Au départ Ekumen.com était un site Web personnel où je parlais de mes projets. Comme je multipliais les collaborations, je trouvais frustrant de ne pouvoir parler que de moi j'ai donc voulu faire profiter mon entourage de cet outils et ainsi faire découvrir leurs projets à tous. Ekumen est donc devenu une compagnie à la croisée du collectif, du label et du producteur. Les artistes d'Ekumen partagent tous cette ouverture d'esprit vers les formes d'arts et les esthétiques hybrides ce qui fait en sorte qu'il était plus facile de nous produire nous-mêmes que d'entrer dans un réseau déjà existant. Par exemple, je viens de terminer un disque qui est trop bruitiste pour certaines étiquettes et trop pop pour d'autres alors que je sais que pour Ekumen, cette hybridité est toute naturelle.
La mise au monde d'un disque sur Ekumen est des plus artisanales. Nous devons trouver du temps et de l'argent évidemment, et hop, nous allons de l'avant. J'ai la chance de collaborer depuis une dizaine d'années avec un excellent artiste visuel qui nous aide beaucoup chez Ekumen : urban9 (urban9.com). Il partage notre sensibilité et est prêt à s'investir dans nos projets et cela nous aide énormément dans la production.
Ekumen est présentement dans une période de croissance et de structuration. Nous peaufinons l'organisation de la compagnie. C'est d'ailleurs désormais mes collègues Jacques Poulin-Denis et Martin Messier qui dirigent la compagnie. Je suis pour ma part nouvellement directeur artistique de la compagnie Réseaux (http://www.reseauxconcerts.com/), qui produit des concerts électroacoustiques, et je dois concentrer mes énergies sur ce nouvel emploi. C'est très excitant de pouvoir inviter à Montréal des artistes que j'aime!
Justement, pourrais-tu nous parler brièvement d’urban9 ?
C'est une histoire d'amitié. Ça fait mine de rien plus de 10 ans que l'on se connait et on grandit ensemble, on s'influence beaucoup. J'ai rêvé d'être designer pendant des années...et je crois que lui rêverait d'être musicien!
Je l'ai rencontré dans une autre vie alors que je travaillais dans le Web. Ça a cliqué et depuis ce temps nous travaillons ensemble. Mais nous ne nous voyons que très rarement parce qu'il fait tout ça pour le plaisir, après le travail, et sa vie familiale est déjà très chargée. Il est bourré de talent mais travaille un peu dans l'ombre. Il fait plein de travail plastique, des gravures, des collages...mais personne ne le sait!
As-tu le sentiment que ta musique est suffisamment mise en valeur? Que signifie pour toi le terme "expérimental" parmi les autres musiques disponibles? Souffres-tu du cliché "intellectualiste" qui entoure ta musique?

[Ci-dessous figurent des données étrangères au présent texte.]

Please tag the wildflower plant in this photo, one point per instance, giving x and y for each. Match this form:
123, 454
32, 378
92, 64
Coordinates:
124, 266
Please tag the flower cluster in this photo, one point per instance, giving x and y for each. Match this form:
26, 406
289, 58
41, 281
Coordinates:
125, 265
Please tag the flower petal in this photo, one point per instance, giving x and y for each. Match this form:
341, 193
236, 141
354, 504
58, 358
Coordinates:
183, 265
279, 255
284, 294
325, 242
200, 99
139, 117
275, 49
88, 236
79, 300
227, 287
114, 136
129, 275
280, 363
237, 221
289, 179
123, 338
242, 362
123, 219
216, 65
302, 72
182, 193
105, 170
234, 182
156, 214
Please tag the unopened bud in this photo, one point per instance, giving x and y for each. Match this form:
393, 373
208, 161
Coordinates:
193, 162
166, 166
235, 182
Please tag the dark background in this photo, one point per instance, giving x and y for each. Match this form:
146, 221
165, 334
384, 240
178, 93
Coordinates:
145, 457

Comme c'est une question culturelle, je peux surtout parler du cas de ma métropole. À Montréal, nous sommes dans une phase que je qualifierais de «pop ou rien»! Au tournant des années 2000, je sentais un vif intérêt pour les musiques de création. Ces musiques «expérimentales» avaient une bonne présence dans certains festivals et dans les médias et, surtout, dans le public. Mais depuis quelques années, j'ai l'impression que Montréal s'est fait piéger par la popularité de ses groupes rock. Désormais c'est festif ou rien d'autre. Même la radio d'état est tombée dans le panneau. Mais bien que la différence musicale n'ait plus la cote, il reste ici beaucoup d'événements et d'artistes dit "expérimentaux". La scène demeure ultra-vivante. Il est pratiquement possible d'aller voir un concert par jour. Grâce à Internet, la communauté grandit et se soude plus facilement à l'échelle planétaire.
La musique «expérimentale», c'est pour moi sortir des terrains battus. Parce que l'on peut communiquer des messages d'autant plus riches quand l'on trouve une façon non convenue de le faire plutôt que de marteler à l'auditeur sans cesse le même genre de phrases.

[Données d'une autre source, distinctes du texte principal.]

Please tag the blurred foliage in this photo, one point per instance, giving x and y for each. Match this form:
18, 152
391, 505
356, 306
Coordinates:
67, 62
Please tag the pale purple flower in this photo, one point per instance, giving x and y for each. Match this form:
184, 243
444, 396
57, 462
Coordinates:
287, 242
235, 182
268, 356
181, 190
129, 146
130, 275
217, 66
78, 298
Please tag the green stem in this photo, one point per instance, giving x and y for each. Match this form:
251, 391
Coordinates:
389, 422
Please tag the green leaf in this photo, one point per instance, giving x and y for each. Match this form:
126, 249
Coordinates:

La collaboration avec d'autres artistes est devenue un mode courant de création chez toi, que recherches-tu dans la musique des autres? Que t'apportent-ils que ta musique n'ait déjà?
J'aime le travail d'équipe, l'échange humain. J'adore également le travail solo, mais c'est dans l'équilibre des deux que je trouve ma voie. Quand j'ai commencé la musique électroacoustique, la collaboration m'est venue naturellement de par ces années passées au sein de groupes rock où la création se faisait en collectif. Mais ce désir de collaborer vient surtout du fait que travailler seul devant un ordinateur, c'est moche. À deux c'est mieux! La collaboration apporte de l'humanité aux projets. Le travail à deux, c'est deux fois plus de matière grise et de stimulation... et de querelles qui sont essentielles à la remise en question. Quand je travaille avec Jacques Poulin-Denis, nous trouvons beaucoup de stimulation à souvent être en désaccord sur les décisions à prendre ou sur les bases à établir au début d'un projet. Le travail avec le guitariste Simon Trottier est quant à lui complètement différent. Je ne pourrais jamais jouer de la guitare comme Simon, et lui ne pourrait jamais effectuer les traitements que je fais subir à sa musique : c'est donc un projet qui ne pourrait vivre autrement qu'en collaboration.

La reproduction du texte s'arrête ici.